A Three-Phases SFT Hybrid Model Integrated Strong Prior Module and Data Overlap Estimation in the Eduation Context

Zhangquan Chen,Chunjiang Liu,Haobin Duan
2024-03-13
Abstract:In this paper, we propose an end-to-end prior-based three-phases supervised fine-tuned model, which is proved more competitive than traditional fine-tuning method. More specifically, our model realizes the structural disassembly and incremental guided output of educational knowledge. To this end, we robustify data classification of three types via a sampler and overlap estimation neural network, and inject the preprocessing datasets into pre-trained model in three batches for LORA fine-tuning. Then, we design a prior module couples system prompt, vector databases, and abstract syntax tree task segmentation. Finally, the compression method and regularization constraint are applied to the prior-based fine-tuned model, followed by text filter at the output end to obtain incremental guided results. Our model represents the first research effort to truly embody the tutor role with the features of abundant educational knowledge, step-by-step incremental guided outputs and non-disclosure of answers. Extensive experiments report that our model also achieves state-of-the-art in code abilities compared to open-source models, reaching an impressive 75.10% on the HumanEval (@pass 1) benchmark. Additionally, our model maintains strong conversational capabilities, with the 13B quantized version achieving scores of 56.34, 50.60, and 45.27 respectively on the MMLU, C-Eval, and AGIEval (5 shot) dialogue evaluation benchmarks.

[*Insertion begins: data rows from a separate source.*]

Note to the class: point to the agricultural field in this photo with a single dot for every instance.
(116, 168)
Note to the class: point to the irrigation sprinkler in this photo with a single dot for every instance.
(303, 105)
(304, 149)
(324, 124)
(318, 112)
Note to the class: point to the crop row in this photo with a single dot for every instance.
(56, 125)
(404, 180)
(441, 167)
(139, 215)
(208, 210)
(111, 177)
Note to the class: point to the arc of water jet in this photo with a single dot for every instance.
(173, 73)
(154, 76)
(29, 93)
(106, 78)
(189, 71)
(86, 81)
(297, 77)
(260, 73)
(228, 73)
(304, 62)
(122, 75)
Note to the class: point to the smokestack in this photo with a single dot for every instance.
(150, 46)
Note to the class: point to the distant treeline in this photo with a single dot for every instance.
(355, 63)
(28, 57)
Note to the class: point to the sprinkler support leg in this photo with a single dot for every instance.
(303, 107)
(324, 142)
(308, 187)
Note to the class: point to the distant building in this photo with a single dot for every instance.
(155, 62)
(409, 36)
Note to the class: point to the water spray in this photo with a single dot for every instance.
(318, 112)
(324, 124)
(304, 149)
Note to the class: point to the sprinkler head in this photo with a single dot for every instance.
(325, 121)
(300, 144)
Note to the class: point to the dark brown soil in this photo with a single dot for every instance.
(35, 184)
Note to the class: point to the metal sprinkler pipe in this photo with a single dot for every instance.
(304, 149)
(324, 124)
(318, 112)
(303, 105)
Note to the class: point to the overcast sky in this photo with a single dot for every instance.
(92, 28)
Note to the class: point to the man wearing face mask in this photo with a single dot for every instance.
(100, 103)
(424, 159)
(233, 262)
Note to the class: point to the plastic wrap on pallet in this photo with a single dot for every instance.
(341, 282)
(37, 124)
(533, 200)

Machine Learning,Artificial Intelligence,Computation and Language
What problem does this paper attempt to address?
The paper aims to address the challenges faced by general large language models (LLMs) in specific domain applications, particularly in the field of education. Specifically, while general large language models can solve general natural language processing problems, they exhibit a lack of specialized knowledge and cognitive abilities in professional domains (such as education). Therefore, the paper proposes a three-stage supervised fine-tuning (SFT) model to achieve the following goals: 1. **Data Preprocessing Optimization**: Preprocess data through an overlap estimation network to ensure a high-quality dataset for subsequent fine-tuning processes. 2. **Three-Stage LORA Fine-Tuning**: Utilize the LORA method for three stages of fine-tuning, training on code data, educational awareness, and instructional dialogue data respectively, to significantly improve the model's performance in specific domains. 3. **Prior Module Design**: Design a comprehensive prior module that integrates a vector database, abstract syntax tree (AST), and efficient system prompts to achieve strong associative constraints related to the teacher role. 4. **Model Optimization**: Optimize the educational model through methods such as regularization constraints, model compression, and text filtering, demonstrating its feasibility as a solution in educational scenarios. 5. **Achieving a True Mentor Role**: Enable the model to truly embody the role of a mentor, achieving the best state among open-source models in terms of coding ability, and demonstrating excellent accuracy and robustness in multiple comparative experiments. Through these technical means, the paper aims to construct a step-by-step guided output system with strong robustness, high precision, fast inference, and low GPU resource consumption, particularly suitable for vertical task requirements of small to medium-scale models.